Hi everyone! I’ll be presenting some of my research from my dissertation on yoga this Friday, April 10th in Berkeley, CA at the second annual conference held by the Race and Yoga Working Group. The theme this year is Yoga (R?)evolution and Dianne Bondy is going to be one of the keynote speakers. (Can’t wait! I have huge respect for her.) For my presentation I’ll be talking about the feminization of yoga in the 1980s. And good news! If you are in the area and want to attend the event is free to the public. Last year I was lucky enough to be a speaker at the first annual conference, and it was a great event. I’d highly recommend checking it out if you can!
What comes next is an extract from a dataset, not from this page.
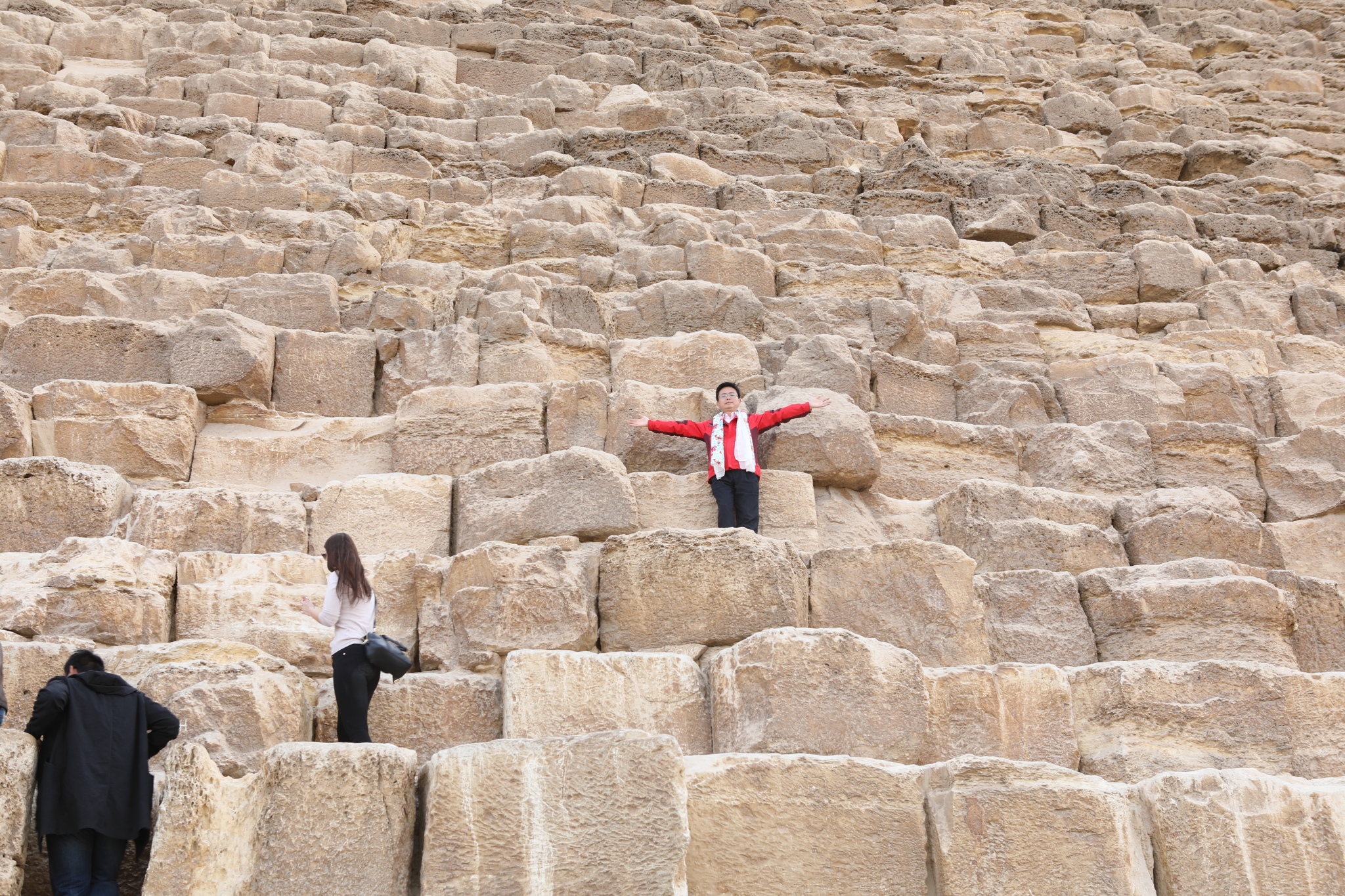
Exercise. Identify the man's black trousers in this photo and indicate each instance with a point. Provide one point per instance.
(739, 498)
The title of my talk is “The Great Gender Transformation: Feminization of the ‘Authentic’ Yoga Body.” I’ll be touching on the following:
The twenty-first century yoga body is often portrayed as lithe, young, white, affluent, female, and bent into seemingly effortless advanced physical yoga postures with grace and poise. But how did this body and its particular type of movement patterns become representative of yoga in America and, increasingly, throughout the world? Traditionally, yoga was exclusively practiced by men, and up until the 1980s remained a male-dominated field even in the United States. However, by the late 1980s a marked shift began in the gender composition of yogis as well as the gender dominance in the field. Yoga became feminized and increasingly stereotyped as a feminine activity and movement pattern. This paper traces the gender transformation of yoga in the USA from a male-dominated practice to a feminizing and feminine activity. Some background information on the historical precedent of men in yoga is provided followed by a discussion of the feminization of yoga that occurred during the 1980s and into the 1990s. I explain the causes for the dual process of why men increasingly opted out of yoga while at the same time women increasingly opted in, eventually producing a highly polarized demographic group of female yoga practitioners and a dominant cultural understanding of the “authentic” yoga body as female-identified. Finally, I discuss the implications this has on recent efforts by the yoga community to bring men back into yoga.